TikTok sale hits some bumps, but could still come soon, report says
Everyone who isn't Facebook, Twitter, YouTube or Snap seems to want a piece of TikTok.
Ian SherrFormer Editor at Large / News
Ian Sherr (he/him/his) grew up in the San Francisco Bay Area, so he's always had a connection to the tech world. At CNET, he wrote about Apple, Microsoft, VR, video games and internet troubles. Aside from writing, he tinkers with tech at home, is a longtime fencer -- the kind with swords -- and began woodworking during the pandemic.
Chinese tech giant ByteDance may be ready to give up its control of TikTok after all, with reports in recent days saying the social networking app's sale may be finalized soon.
A deal for TikTok's US, New Zealand and Australian operations is expected to be announced sometime in the near future, according to reports in CNBC, The Wall Street Journal and The New York Times, each citing sources who wished to remain anonymous. It is unclear how China's new rules on exporting technology might impact the deal, which some of the reports say could hinge on whether ByteDance sells the computer program that powers TikTok's recommendations and helps boost viral trends.
Walmart said in a statement last week that it believes TikTok's integration with advertising is a "clear benefit to creators and users in those markets" and offers an opportunity to bring a new spin to e-commerce.
"We believe a potential relationship with TikTok US in partnership with Microsoft could add this key functionality and provide Walmart with an important way for us to reach and serve [different types of] customers as well as grow our third-party marketplace and advertising businesses," Walmart said in the statement.

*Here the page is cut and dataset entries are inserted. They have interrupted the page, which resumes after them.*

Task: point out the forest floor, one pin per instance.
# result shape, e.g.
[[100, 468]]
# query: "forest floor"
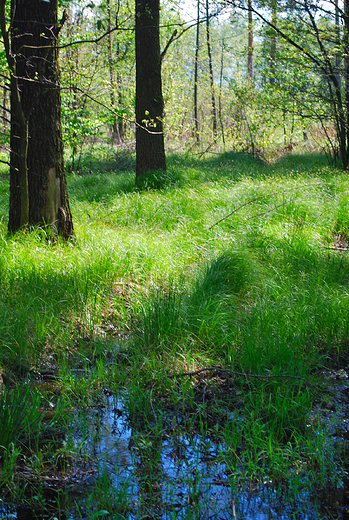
[[185, 356]]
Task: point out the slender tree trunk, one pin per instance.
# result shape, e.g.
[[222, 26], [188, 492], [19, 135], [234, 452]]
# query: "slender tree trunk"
[[273, 43], [120, 123], [196, 67], [209, 52], [250, 42], [346, 80], [34, 37], [220, 93], [114, 126], [150, 150]]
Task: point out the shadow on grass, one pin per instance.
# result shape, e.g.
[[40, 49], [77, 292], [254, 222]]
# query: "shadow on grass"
[[104, 181]]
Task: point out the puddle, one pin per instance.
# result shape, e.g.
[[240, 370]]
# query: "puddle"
[[162, 477]]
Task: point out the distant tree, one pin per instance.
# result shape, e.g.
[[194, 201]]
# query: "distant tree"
[[38, 190], [319, 32], [250, 42], [210, 68], [150, 151]]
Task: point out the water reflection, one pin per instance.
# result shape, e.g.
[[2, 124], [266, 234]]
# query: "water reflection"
[[168, 477]]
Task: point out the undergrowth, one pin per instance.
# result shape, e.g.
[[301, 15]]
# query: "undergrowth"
[[229, 264]]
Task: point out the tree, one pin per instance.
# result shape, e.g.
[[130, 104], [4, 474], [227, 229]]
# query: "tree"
[[313, 30], [150, 151], [38, 190], [250, 42], [209, 53]]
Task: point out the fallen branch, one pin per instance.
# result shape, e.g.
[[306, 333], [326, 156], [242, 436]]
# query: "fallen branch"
[[264, 197], [234, 372]]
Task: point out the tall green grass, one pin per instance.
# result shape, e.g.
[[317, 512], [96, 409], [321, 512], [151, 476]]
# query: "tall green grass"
[[228, 263]]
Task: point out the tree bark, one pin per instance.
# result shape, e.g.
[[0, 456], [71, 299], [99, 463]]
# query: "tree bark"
[[250, 42], [213, 99], [150, 151], [34, 35], [273, 42], [196, 67]]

The video-focused social networking app has had a rocky past few months. The app has grown over the past year to more than 100 million users in the US and more than 2 billion downloads around the world, making it a cultural phenomenon particularly among teenagers. Its short-video format has helped dance and comedy sketches go viral both on its service as well as on Twitter, Facebook and Instagram.

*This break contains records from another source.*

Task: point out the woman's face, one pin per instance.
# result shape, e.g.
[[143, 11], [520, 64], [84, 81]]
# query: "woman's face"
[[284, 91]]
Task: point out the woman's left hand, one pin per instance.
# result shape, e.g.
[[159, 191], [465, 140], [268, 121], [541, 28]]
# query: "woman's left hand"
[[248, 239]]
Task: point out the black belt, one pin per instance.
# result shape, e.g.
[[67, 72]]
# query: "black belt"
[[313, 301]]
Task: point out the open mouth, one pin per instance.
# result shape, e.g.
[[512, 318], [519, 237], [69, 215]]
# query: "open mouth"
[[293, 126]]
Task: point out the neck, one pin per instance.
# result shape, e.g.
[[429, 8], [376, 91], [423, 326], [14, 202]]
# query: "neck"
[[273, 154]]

That popularity, though, has been blunted by announcements from a succession of US government agencies, the military, Congress and the White House warning that TikTok poses a national security risk, in part because its owner, ByteDance, is a Chinese company. The argument is that ByteDance, via TikTok, collects reams of user data and that this can be used by China's ruling Communist party against US interests.
President Donald Trump said he intends to ban the app from the US by early November unless it's purchased by an American company, touching off an odd acquisition process among the tech industry's largest non-social networking companies, particularly Microsoft.

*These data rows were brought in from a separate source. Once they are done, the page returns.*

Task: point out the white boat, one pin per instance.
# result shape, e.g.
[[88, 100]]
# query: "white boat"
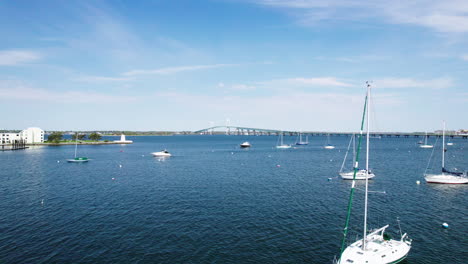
[[375, 247], [300, 142], [281, 144], [78, 159], [425, 145], [446, 177], [162, 153], [245, 145], [328, 145], [123, 140]]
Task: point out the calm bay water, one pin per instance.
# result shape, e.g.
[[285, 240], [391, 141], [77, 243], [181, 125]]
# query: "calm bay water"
[[212, 202]]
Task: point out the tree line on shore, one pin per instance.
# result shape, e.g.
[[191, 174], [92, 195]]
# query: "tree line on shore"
[[57, 137]]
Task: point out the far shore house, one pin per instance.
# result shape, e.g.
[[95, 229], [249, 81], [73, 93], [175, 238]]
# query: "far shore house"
[[30, 135]]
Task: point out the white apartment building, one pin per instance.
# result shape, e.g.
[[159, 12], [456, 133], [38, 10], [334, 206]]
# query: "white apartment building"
[[30, 135], [8, 138]]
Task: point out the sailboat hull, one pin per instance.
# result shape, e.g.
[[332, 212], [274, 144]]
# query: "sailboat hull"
[[445, 179], [360, 175], [426, 146], [78, 160], [378, 250]]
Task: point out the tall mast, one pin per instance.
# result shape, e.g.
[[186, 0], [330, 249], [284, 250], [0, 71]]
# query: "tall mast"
[[76, 143], [443, 147], [353, 184], [367, 169]]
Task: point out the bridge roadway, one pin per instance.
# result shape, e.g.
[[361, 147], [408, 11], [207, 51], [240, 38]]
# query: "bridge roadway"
[[235, 130]]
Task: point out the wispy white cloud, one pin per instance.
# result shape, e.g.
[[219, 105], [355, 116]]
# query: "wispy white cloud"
[[438, 83], [243, 87], [102, 79], [442, 16], [288, 109], [313, 82], [173, 70], [13, 90], [18, 57]]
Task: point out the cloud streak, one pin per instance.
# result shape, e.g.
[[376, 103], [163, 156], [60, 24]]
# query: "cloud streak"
[[17, 91], [441, 16], [313, 82], [438, 83], [18, 57], [173, 70]]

"The spread in the United States of mobile applications developed and owned by companies in the People's Republic of China continues to threaten the national security, foreign policy, and economy of the United States," Trump said in his initial executive order on Aug. 6 announcing the upcoming ban. "At this time, action must be taken to address the threat posed by one mobile application in particular, TikTok."
In a legally questionable move, Trump has since demanded the entire app be sold, not just its US operations, and that he wants a "very big proportion" of the sale to go to the US Treasury. Legal experts question whether he can make such demands, and TikTok has since sued claiming that the "executive order is not rooted in bona fide national security concerns."